Le second volet de ce voyage intervient dans un contexte particulièrement délicat pour le Liban, fragilisé par l’effondrement économique, l’explosion du port de Beyrouth et les répercussions des conflits régionaux. Léon XIV reprend ainsi une promesse faite par François, qui souhaitait se rendre dans le pays mais n’en avait plus eu la possibilité en raison de ses problèmes de santé. Dans ce pays multiconfessionnel, où la présidence revient obligatoirement à un chrétien maronite, le Vatican voit un symbole majeur de coexistence.
Le souverain pontife entend redonner espoir à une population qui estime avoir été abandonnée par sa classe dirigeante, et encourager les chrétiens à demeurer sur leur terre malgré l’exode massif vers l’étranger. Les responsables locaux espèrent aussi qu’il appellera les autorités à rendre des comptes, en particulier concernant l’explosion du port en 2020, toujours sans justice cinq ans après les faits.
La visite sera marquée par un moment de recueillement silencieux sur le site de la déflagration du 4 août 2020, ainsi qu’une rencontre avec des victimes. Beaucoup de Libanais souhaitent que le pape rappelle la nécessité de vérité et de justice dans un pays où les enquêtes sont constamment suspendues et où la corruption enraye les institutions.
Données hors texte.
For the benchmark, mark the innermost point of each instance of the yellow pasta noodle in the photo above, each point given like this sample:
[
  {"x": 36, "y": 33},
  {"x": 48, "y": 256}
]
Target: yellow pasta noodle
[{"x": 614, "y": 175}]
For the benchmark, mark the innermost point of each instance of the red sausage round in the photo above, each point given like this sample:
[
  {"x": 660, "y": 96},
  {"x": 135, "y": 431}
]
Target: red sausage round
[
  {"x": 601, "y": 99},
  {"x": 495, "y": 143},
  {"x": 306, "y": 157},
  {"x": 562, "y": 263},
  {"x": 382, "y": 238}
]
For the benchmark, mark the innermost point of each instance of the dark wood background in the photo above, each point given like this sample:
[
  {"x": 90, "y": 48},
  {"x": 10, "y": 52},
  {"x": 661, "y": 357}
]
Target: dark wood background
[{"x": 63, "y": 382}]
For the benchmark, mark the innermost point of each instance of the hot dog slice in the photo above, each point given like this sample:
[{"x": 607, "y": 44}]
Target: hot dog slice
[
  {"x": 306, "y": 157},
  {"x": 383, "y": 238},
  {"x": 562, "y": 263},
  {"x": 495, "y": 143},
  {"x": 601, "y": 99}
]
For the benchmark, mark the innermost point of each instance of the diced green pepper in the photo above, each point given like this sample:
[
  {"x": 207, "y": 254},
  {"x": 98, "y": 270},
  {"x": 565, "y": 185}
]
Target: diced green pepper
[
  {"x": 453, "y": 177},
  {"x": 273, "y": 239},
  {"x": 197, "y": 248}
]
Le voyage intervient également dans un climat de tension en raison du conflit entre le Hezbollah et Israël. Malgré un cessez-le-feu négocié en 2024, les frappes israéliennes se poursuivent quasi quotidiennement, et la crainte d’un retour à un conflit majeur demeure forte. Certaines factions attendent du pape qu’il condamne les violences, tandis que la principale formation chrétienne du Parlement accuse le Hezbollah d’avoir entraîné le Liban dans une guerre coûteuse.
Au-delà du Liban, la visite est suivie de près par les communautés chrétiennes de Syrie, affaiblies par quatorze années de guerre civile et l’instabilité persistante. Une délégation de fidèles syriens a prévu de se rendre à Beyrouth pour voir le pape, espérant recevoir un message de réconfort face aux violences sectaires et à l’incertitude politique.
Le pape Léon XIV cherche ainsi à apporter une parole d’unité et d’espérance dans une région marquée par les conflits et la fragmentation, avec la volonté affichée de rappeler la valeur du vivre-ensemble au moment où les équilibres historiques vacillent.